Among respondents of the Travel Weekly Consumer Trends survey, 92% have an account with one or more social media services. While that represents an increase of about 15 percentage points in total social media use since 2012, the real change is occurring in consumers' choice of platforms.
Three years ago, the platform of choice was Facebook -- and it continues its reign as the dominant social media service; 84% of respondents say they have an account. While impressive, that percentage has remained fairly stagnant; in last year's survey, 80% of respondents used the service.
But in this year's report, social media networks like Twitter (56% of respondents have an account), Pinterest (53%) and Instagram (47%) are clearly gaining ground, all up double digits in usage.
"Facebook has become oversaturated, in my opinion," said Ryan Mielke, travel consultant and manager of Regency Travel in Fort Lauderdale. "Even though Facebook still reigns supreme in volume, I find my posts getting lost in game requests and baby photos."
Douglas Quinby, vice president of research at Phocuswright, said he, too, has seen a leveling off in the growth and influence of Facebook but a rise in the use of other platforms.
"If you're a brand, you may have built up a huge community [on Facebook], but your reach is going to drop, and it is going to continue to drop," Quinby said.
Which is not to suggest that the buzz surrounding social media is fading.

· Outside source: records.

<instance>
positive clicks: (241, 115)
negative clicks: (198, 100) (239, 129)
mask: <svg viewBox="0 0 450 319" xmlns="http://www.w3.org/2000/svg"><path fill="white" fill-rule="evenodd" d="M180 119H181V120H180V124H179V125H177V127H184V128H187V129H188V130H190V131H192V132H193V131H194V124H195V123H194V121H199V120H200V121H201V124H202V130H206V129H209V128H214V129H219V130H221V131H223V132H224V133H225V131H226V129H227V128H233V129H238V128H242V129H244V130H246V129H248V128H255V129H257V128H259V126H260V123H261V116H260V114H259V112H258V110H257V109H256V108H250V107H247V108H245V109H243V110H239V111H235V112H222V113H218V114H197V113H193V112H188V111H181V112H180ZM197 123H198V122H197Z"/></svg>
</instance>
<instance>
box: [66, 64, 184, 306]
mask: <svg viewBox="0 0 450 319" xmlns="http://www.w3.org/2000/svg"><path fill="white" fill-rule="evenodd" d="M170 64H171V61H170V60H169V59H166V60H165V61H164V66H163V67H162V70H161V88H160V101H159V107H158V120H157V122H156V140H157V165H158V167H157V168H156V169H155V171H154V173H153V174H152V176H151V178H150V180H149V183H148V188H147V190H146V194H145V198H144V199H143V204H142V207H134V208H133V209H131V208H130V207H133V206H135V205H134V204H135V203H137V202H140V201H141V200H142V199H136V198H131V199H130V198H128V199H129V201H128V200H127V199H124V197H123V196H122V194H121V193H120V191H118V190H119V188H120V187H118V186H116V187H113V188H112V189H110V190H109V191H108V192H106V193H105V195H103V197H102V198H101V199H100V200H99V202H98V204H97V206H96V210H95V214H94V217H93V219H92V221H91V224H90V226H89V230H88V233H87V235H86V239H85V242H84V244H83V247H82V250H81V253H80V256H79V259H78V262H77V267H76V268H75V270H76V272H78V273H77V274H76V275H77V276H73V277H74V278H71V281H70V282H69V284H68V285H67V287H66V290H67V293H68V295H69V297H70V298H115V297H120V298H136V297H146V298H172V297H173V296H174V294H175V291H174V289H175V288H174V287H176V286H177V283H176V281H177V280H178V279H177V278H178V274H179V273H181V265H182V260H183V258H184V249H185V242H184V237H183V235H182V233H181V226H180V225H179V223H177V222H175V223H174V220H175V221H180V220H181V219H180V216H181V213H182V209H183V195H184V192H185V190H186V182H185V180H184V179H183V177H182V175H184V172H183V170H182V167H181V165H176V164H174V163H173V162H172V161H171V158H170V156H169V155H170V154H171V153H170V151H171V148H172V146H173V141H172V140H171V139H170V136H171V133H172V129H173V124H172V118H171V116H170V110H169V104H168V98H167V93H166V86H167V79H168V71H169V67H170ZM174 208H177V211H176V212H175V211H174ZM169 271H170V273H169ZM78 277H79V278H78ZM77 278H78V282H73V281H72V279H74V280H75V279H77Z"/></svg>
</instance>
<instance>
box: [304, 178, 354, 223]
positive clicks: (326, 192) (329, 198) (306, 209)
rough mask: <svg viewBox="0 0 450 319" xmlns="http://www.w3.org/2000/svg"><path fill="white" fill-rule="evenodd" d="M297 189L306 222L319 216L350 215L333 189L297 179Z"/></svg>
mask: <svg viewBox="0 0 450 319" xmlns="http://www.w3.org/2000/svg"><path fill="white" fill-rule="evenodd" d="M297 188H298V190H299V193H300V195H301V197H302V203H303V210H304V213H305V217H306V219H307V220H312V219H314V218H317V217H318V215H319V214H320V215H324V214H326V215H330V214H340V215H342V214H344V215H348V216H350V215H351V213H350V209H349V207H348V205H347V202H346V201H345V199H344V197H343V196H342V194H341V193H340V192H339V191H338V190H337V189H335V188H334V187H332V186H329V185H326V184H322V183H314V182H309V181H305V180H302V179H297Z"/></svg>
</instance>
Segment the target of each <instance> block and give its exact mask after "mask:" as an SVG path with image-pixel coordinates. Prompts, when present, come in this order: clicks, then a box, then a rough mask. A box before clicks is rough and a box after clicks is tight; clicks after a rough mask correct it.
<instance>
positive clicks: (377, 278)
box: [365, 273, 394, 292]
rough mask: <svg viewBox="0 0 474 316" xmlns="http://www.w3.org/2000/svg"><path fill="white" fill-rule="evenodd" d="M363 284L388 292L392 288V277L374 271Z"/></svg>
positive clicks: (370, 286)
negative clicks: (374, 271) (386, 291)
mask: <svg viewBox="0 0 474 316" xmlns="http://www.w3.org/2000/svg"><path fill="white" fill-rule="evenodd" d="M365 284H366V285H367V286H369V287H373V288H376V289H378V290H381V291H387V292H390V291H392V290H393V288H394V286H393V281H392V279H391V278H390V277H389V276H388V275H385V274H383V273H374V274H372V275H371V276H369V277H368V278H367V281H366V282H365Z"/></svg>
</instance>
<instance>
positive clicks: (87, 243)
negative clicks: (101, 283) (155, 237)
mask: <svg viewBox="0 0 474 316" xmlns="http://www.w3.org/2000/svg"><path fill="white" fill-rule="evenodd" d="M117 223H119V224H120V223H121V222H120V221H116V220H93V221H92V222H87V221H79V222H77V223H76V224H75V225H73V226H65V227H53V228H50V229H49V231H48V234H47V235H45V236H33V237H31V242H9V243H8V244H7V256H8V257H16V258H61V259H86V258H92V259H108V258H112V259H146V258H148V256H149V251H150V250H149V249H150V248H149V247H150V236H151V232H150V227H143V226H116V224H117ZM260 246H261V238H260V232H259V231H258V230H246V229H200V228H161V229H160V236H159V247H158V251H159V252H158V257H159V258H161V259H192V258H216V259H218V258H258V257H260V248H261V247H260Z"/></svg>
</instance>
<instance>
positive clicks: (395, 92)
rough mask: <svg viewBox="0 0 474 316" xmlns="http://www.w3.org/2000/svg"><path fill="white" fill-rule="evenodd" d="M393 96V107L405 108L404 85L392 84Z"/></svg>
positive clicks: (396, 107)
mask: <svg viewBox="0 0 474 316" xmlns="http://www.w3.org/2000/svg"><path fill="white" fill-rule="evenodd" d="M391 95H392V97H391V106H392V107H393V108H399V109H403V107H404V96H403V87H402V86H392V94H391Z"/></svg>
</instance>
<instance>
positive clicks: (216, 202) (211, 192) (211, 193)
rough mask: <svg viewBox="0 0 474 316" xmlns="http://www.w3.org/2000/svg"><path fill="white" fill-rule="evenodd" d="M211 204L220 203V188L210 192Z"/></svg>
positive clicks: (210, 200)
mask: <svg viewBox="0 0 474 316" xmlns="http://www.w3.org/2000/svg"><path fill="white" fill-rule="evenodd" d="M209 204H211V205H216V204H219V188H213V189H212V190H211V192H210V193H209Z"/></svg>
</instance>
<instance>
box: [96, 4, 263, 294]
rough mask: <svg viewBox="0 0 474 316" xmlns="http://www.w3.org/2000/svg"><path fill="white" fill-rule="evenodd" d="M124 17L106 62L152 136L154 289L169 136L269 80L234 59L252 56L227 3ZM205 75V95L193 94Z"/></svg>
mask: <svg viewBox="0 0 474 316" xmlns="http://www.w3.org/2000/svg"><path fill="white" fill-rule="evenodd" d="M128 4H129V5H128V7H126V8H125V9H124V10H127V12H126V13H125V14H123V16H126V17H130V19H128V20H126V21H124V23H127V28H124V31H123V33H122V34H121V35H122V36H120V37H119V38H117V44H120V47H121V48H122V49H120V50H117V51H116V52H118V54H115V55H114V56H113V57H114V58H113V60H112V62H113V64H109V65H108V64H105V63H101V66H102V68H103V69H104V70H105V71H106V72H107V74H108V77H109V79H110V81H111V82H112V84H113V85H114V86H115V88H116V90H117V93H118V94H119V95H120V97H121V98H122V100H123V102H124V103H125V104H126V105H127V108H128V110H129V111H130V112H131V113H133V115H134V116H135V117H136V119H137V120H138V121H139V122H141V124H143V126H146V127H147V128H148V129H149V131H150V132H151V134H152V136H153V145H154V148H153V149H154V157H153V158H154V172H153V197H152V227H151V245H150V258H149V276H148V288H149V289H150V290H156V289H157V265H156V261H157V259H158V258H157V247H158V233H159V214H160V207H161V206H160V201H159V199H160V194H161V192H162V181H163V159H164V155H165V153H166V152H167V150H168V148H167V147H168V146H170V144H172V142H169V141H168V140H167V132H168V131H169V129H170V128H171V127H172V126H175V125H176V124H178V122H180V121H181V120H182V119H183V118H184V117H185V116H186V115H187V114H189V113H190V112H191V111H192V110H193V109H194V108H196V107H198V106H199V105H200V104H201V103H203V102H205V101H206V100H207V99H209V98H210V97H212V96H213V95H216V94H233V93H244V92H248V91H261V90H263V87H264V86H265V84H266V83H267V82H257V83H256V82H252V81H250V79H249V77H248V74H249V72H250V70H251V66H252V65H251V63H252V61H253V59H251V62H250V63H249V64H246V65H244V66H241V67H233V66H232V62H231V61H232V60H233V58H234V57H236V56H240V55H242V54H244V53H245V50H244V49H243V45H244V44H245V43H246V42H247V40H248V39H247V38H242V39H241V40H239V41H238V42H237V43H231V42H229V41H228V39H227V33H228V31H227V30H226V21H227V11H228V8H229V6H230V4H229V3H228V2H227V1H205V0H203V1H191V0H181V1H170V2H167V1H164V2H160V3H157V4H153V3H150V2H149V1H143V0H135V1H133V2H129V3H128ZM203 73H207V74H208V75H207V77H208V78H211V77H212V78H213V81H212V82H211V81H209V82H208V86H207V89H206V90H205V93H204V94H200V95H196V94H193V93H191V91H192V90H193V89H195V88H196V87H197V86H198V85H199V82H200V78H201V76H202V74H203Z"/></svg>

As Facebook reaches its saturation point, other networks are taking off.
This is particularly true among those who have used a travel agent in the past year as well as among younger users. The percentages of respondents who used a travel agent in the past year who have a YouTube, Twitter, Pinterest or Instagram account have shot up at least 19 percentage points. Instagram and Twitter had the largest jumps, up at least 30 percentage points from last year, to 68% and 70%, respectively.
"On Twitter and Instagram, you can narrow in a little more on what you want," Mielke said.
"I find it easier to communicate with certain vendors on Twitter, and Instagram is a great platform for my travel pictures and to gain a following."
Across the board, social media is still dominated by younger users who are more likely to both have an account and to engage actively. These younger users wield a lot of influence; despite being adopted the most slowly by older users, Instagram, Twitter and Pinterest have showed the greatest gains in usage in general.
For this reason, travel agents and suppliers are taking advantage of social media to connect to a younger demographic, and they are using more than just Facebook.
Valerie Wilson Travel engages with followers on Twitter, Instagram, Facebook, Pinterest, Tumblr, YouTube and LinkedIn, said Co-President Kimberly Wilson Wetty.
She said she believed that "this industry is arguably among the most social," making multiple social media outlets worth maintaining.
"For some time, Facebook was our largest following, but that changed a year ago when our Twitter following really took off and has since surpassed our Facebook following," added Mary Clifford, marketing manager at Valerie Wilson Travel.
Other travel professionals have similar stories to share. Elite Island Resorts manages seven properties throughout the Caribbean, and each resort has a Facebook, Twitter, Instagram, Pinterest and Google+ profile, according to marketing and communications manager Kelsey Mahoney.
Having different types of accounts allows bookings to stem from many different places. After spiking travelers' interests online, "we tend to take it offline and continue to communicate with them via email, but [on social media] we are always receiving pricing requests, group and wedding inquiries," she said.
According to Mahoney, the reason these platforms are so successful in the travel industry is their ability to highlight an image. A bright, beautiful photo has the ability to "evoke wanderlust and prompt people to look into the resorts," Mahoney said.
She said Pinterest is particularly useful, "as people can create dream vacation boards and plan their trip before they even arrive." She has also noticed an uptick in nonconventional, video-based platforms, such as Snapchat and Vine.
Social media isn't just used during the vacation advertising and shopping period, however. The survey also asked about travel-related activity among those who engage with social media. Respondents said that posting about vacations while traveling and after returning home are the primary reasons for engagement, with over one-third saying they participate in those activities.
Quinby said he believes that social media can and should play a role during the entire traveling process. Before the availability of social media, he said, once a customer went on a trip, the travel agent would often lose contact. But the wish, "wouldn't that be great to have customer support while traveling?" is fulfilled with mobile-friendly social media platforms.
The key to utilizing social media efficiently, he said, is to take advantage of newer, mobile-friendly designs.
"There is an expectation of more instantaneous response, so it is more like a real-time interaction, a conversation as opposed to on Facebook, where you post and you wait for people to respond," Quinby said.
While Facebook does have a mobile app, newer social media platforms are being designed specifically with mobility in mind. Users don't want to have to be tied to a desktop to engage with social media.
"It's all about mobile," Quinby said.
Travel agents said that since their clients tend to skew toward an older demographic, they have to find a balance when incorporating social media platforms into their businesses.
Mielke said it's all about weighing old and new traditions.
"I would say though that in the past five years, I've seen this level start to even out," he said. "Our clients are becoming more educated and aware of social media."